In Supreme Court judgment on Friday, Justice Syvester Ngwuta who read the lead judgment said the prayer brought to the apex court by the appellant, through its lawyer, Rickey Tarfa SAN lacked merit.
The lead judgment noted that the crux of the appeal is a simple matter of life span of an interim order noting that counsel to the appellant overblew the issues.
The court then adopted the five issues distilled by the appellant for determination resolving all the issues against the appellant. It noted that the appeal lacked merit and accordingly, dismissed same . In addition, a cost of 100 k each is awarded to each of respondents to be paid by the appellant.
All justices on the panel for this matter assented to the judgment and the consequential award against the appellant.
Seplat Petroleum Development Company and the other respondents are yet to respond formally to the judgment.
Recalled that in August 2013, Chevron put up three acreages, OMLs 52, 53 and 55 for sale. In putting up the bid, Chevron had announced its intention of selling the three OMLs to one preferred bidder not necessarily the highest bidder.
After the first bid round, 30 bidders emerged. Chevron made a shortlist and when the sealed bids were opened, Britannia U had bid $1.6bn which the company later revised to $1.015bn.
The Seplat consortium with a bid of $800m was declared the preferred bidder and signed SPA Nov 28, 2014. The Seplat Consortium comprised Seplat and Amni with Belema joining the consortium subsequently.
Brittania U was however insistent that Chevron should declare it bid winner and sought an injunction restraining Chevron from concluding the sale to the Seplat Consortium.
The company approached a Federal High Court sitting in Lagos which granted an interlocutory injunction and further granted an extension while the issue of jurisdiction was pending.

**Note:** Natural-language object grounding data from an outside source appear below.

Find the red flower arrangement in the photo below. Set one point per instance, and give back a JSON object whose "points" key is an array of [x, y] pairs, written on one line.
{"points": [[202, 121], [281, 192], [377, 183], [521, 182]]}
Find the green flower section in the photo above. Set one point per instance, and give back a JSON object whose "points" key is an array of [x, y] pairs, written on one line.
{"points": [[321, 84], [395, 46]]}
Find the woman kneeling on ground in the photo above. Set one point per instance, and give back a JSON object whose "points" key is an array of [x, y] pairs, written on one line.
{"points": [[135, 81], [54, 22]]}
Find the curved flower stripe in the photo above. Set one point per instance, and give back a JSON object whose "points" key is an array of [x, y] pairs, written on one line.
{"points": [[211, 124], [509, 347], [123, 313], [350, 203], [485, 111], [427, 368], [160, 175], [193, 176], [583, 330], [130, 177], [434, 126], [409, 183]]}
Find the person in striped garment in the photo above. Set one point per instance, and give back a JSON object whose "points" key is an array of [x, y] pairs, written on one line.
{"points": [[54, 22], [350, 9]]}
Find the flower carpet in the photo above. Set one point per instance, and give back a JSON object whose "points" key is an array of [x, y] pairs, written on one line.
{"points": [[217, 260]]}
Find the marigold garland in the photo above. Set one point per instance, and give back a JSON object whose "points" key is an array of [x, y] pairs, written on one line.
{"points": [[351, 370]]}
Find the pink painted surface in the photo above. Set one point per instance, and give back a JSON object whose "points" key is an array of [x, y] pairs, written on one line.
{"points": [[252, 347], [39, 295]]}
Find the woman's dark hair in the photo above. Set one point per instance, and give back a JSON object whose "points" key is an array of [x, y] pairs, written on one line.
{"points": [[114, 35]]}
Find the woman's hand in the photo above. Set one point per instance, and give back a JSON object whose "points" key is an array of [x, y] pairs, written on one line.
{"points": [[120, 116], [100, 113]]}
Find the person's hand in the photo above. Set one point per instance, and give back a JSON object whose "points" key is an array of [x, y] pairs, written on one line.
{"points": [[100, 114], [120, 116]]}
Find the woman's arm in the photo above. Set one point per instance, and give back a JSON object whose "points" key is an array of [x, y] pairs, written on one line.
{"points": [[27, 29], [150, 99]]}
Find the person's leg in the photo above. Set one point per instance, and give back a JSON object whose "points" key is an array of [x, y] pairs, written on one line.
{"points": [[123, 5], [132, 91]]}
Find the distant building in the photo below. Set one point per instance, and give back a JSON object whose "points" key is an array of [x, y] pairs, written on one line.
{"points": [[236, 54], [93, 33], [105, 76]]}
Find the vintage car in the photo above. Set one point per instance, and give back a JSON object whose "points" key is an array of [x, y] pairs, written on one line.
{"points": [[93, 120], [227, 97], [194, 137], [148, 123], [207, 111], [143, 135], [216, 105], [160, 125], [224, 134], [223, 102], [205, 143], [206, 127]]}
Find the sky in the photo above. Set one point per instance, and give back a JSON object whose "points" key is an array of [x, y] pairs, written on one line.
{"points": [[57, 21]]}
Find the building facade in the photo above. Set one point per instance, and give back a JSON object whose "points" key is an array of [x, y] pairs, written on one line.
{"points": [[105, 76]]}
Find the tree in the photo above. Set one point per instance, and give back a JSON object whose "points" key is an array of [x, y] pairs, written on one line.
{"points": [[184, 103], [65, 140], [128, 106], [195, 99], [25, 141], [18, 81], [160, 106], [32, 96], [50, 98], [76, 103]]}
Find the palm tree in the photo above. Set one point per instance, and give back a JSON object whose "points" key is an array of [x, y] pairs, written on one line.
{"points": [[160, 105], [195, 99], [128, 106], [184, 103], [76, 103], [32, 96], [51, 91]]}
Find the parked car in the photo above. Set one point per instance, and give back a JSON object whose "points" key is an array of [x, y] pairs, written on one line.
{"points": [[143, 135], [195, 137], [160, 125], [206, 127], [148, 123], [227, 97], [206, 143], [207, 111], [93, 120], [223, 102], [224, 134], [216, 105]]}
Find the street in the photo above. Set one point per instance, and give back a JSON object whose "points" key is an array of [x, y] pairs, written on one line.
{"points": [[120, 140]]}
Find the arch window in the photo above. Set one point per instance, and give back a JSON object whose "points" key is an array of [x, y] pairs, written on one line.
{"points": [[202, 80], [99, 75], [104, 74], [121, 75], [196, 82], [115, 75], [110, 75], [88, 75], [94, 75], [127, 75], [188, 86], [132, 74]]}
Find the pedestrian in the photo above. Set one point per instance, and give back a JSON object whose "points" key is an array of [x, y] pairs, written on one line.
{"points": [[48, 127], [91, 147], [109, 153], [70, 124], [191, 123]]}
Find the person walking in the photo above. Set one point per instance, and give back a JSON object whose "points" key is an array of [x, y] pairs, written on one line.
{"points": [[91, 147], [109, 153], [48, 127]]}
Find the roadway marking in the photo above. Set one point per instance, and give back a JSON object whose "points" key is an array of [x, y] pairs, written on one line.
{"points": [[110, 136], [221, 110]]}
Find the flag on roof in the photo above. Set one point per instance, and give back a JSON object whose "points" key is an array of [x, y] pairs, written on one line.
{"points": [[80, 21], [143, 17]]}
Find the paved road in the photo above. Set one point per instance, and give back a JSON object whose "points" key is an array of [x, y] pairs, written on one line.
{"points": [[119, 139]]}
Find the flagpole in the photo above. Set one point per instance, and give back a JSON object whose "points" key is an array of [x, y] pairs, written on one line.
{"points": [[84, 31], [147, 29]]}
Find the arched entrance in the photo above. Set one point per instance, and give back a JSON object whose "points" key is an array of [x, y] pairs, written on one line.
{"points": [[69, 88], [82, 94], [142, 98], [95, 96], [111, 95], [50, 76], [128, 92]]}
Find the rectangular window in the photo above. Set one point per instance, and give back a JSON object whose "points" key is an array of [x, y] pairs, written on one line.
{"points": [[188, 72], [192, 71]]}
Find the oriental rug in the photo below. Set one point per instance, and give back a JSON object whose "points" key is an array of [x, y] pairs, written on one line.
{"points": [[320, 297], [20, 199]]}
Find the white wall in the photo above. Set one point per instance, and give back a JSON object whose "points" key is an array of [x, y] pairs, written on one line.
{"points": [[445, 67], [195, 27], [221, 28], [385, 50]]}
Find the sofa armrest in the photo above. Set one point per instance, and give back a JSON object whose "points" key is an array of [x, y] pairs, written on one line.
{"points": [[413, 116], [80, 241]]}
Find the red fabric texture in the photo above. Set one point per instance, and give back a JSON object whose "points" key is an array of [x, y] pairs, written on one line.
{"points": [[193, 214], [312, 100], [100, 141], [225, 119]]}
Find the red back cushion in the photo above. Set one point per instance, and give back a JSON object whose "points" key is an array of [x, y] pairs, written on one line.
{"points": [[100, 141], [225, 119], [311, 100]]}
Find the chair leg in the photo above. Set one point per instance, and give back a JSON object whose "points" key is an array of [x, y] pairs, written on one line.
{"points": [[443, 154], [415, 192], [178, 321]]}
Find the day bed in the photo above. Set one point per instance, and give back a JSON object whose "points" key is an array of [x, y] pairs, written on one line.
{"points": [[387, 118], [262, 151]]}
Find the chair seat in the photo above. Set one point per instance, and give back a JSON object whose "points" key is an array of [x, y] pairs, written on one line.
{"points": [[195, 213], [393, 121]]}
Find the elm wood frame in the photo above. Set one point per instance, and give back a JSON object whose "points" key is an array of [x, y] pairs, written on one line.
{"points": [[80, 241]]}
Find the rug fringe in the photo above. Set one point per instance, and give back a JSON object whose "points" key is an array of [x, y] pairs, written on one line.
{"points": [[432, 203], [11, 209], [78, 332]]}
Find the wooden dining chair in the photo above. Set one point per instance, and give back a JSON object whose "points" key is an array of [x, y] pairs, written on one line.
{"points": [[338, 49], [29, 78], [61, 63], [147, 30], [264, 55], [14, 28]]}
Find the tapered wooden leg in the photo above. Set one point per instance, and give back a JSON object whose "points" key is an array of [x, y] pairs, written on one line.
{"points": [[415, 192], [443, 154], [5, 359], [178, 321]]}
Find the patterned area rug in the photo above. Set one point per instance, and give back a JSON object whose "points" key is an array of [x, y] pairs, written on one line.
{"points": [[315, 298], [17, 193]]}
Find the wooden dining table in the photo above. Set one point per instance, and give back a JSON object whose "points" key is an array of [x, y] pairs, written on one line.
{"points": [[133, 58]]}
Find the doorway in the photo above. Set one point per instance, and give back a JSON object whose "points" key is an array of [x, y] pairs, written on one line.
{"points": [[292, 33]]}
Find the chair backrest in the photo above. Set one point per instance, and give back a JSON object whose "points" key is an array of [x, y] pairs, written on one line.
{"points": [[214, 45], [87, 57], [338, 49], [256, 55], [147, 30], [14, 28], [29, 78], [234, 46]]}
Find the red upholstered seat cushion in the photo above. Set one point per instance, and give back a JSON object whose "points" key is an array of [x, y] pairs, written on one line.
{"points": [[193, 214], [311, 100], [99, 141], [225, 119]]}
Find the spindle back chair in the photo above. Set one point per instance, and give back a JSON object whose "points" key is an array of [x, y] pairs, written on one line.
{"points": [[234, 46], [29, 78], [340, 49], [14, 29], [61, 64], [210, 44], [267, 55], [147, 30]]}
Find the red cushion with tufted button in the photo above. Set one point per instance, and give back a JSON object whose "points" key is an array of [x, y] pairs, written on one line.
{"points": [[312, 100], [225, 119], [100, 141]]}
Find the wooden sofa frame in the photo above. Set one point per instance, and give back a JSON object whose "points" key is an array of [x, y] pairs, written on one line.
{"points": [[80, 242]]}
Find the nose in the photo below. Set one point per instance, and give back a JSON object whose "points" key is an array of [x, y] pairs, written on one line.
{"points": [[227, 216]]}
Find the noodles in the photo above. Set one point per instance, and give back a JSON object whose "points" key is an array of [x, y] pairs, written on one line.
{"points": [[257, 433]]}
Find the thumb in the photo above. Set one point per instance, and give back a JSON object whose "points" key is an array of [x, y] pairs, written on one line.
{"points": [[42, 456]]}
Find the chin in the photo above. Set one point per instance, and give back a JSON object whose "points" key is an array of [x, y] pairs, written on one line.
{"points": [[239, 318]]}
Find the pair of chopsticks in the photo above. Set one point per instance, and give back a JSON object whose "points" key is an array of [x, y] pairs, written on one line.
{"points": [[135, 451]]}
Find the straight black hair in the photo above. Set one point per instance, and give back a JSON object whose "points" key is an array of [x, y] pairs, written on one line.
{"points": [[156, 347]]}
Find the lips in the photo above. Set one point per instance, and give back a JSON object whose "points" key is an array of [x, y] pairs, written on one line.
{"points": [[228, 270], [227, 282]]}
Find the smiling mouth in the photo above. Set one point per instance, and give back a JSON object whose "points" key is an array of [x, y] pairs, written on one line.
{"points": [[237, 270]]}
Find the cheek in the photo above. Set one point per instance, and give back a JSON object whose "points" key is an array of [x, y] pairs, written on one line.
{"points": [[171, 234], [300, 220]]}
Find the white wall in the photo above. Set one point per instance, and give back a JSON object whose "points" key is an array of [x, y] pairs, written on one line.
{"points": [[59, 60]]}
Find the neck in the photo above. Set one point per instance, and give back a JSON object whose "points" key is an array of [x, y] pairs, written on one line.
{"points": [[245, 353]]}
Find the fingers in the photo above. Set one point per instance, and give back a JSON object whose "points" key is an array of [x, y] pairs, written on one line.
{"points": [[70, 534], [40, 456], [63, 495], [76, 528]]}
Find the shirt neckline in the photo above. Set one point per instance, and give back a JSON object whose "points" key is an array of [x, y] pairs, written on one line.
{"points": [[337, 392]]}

Following the extension of the injunction, Seplat and its consortium partners went to the Appeal court on June 20, 2014 to challenge the High court’s injunction.
The Appeal court ruled in Seplat’s favour and vacated the injunction reasoning that the life of the interim order could not be extended, while the jurisdiction of the Federal High Court was being challenged.
Not satisfied with the Appeal Court’s ruling, Brittania U went to the Supreme Court to contest the appeal.